BAB 18

9.4K 856 71
                                    

Pandangan Ali sedari tadi menatap ponsel yang berada digenggamannya. Satu sudut bibirnya terangkat, tersenyum sinis, dia meruntuki kebodohannya karena sudah menunggu sebuah notif pesan dari Prilly, kekasihnya yang sedang marah, bahkan sudah kecewa dengannya. Mana mungkin gadis itu akan memberikan pesan untuknya?

Ali menunduk, menatap lantai kamarnya. Kejadian tadi disekolah masih memutar diotaknya, Prilly sudah melontarkan kata 'capek' yang membuat Ali merasa takut, entah takut kenapa. Gelisah, entah juga gelisah kenapa. Ali tidak bisa menyimpulkan apa yang dia rasakan ini, dia tidak mengerti.

Ketika sedang renggang, Rasya selalu saja datang mengikut campur. Itu membuat Ali jadi berpikir jika Rasya akan mengambil sesuatu miliknya, yaitu hati Prilly. Entahlah, otak Ali terasa ingin pecah memikirkan semua ini.

"Woiii, bengong aja lo!" Kaia tiba-tiba masuk kedalam kamar Ali yang pintunya memang terbuka. "Mikirin apa sih? Masih muda udah banyak pikiran!"

Ali mengangkat kepalanya, memutar kedua bola mata malas, dia langsung menjatuhkan tubuhnya dikasur. Malas meladeni siapapun hari ini.

"Yeeee malah tiduran!" Kaia duduk disamping Ali yang sedang berbaring. "Ada apa sih?"

"Kai, jangan berisik deh. Gue lagi gak mau diganggu."

"Ada masalah lo sama Prilly?"

Mendengar itu Ali menghela nafas berat, otaknya kembali penuh dengan bayangan wajah gadis itu. Ali memejamkan kedua matanya sejenak, menikmati bayangan itu. Biasanya, dia selalu menepis setiap kali bayangan itu muncul, tapi kali ini dia memilih untuk menikmati.

"Li, cerita sama gue. Gue bisa bantu kok."

"Lo gak akan bantu, pasti lo ceramah. Pusing gue." ketus Ali tanpa membuka kedua bola matanya.

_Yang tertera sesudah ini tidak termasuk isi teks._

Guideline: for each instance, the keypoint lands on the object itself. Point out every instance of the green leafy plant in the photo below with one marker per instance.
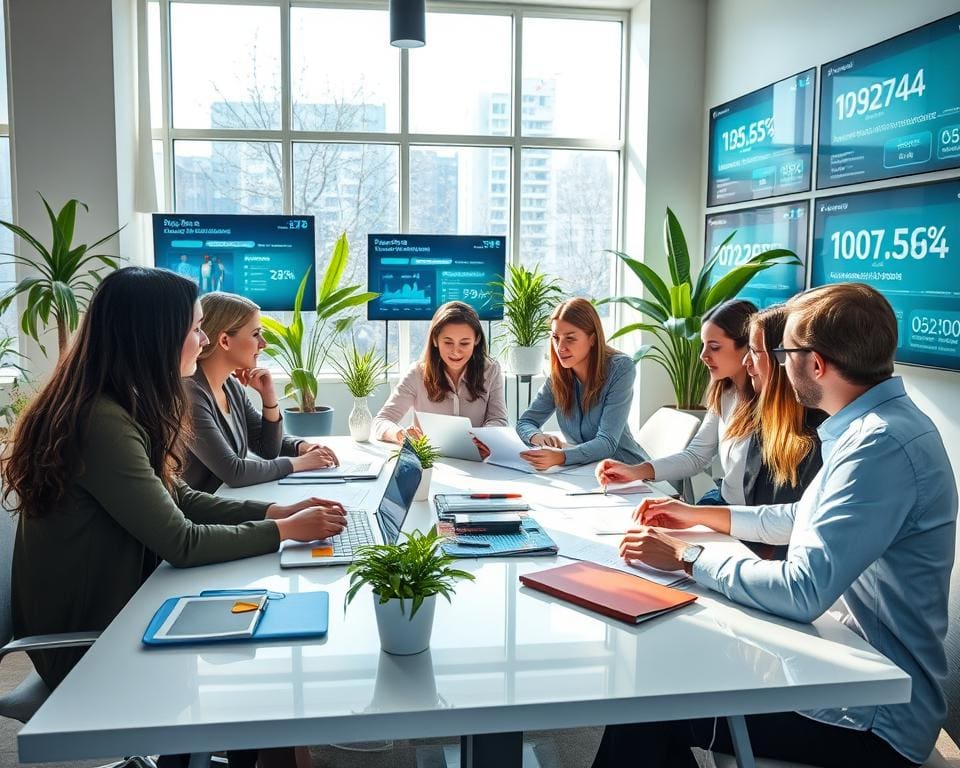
(425, 451)
(62, 289)
(413, 569)
(362, 372)
(675, 310)
(301, 354)
(528, 298)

"Dih, ngeselin lo! Seharusnya bersyukur punya kakak kayak gue!" Kaia kesal. Dia menarik tangan Ali dengan paksa. "Bangun lo. Cepat cerita."

Ali berdecak dan terpaksa bangun dari tidurnya. "Kai, lo ganggu tau gak!"ucapnya sangat lemas.

Kaia menoyor kepala Ali, kesal. "Gue gak ganggu, gue kan niat bantu!"

"Bantu apa? Gak ada yang bisa lo bantu."

"Lo cerita sekarang."

"Cerita apa sih?"

Demi apapun. Kaia ingin sekali mengutuk Ali! Tapi sayang, Ali adalah adik satu-satunya, tidak ada lagi selain dia.

"Cerita lo lagi kenapa sama Prilly!"

"Gue gapapa."

"Bohong lo!"

"Kalau gue cerita, lo gak akan bisa apa-apa, Kai." Ali menatap Kaia kesal. "Udah lo diam aja deh!"

"Bisa!" Kaia tetap keukeh. " Lo cerita sekarang. Lo lagi ada masalah sama Prilly, kan? Lo lagi renggang? Atau lo udah putus?" Kaia asal menebak.

"Enak aja lo!" Ali langsung menjawab cepat dan ketus. "Gue lagi renggang, belum putus!"

"Kenapa? Oke, gak usah lo kasih tau karena gue tau. Pasti, dia udah capek sama lo, kan?" Kaia tersenyum meledek. "Gue kalau jadi dia, udah gue putusin lo."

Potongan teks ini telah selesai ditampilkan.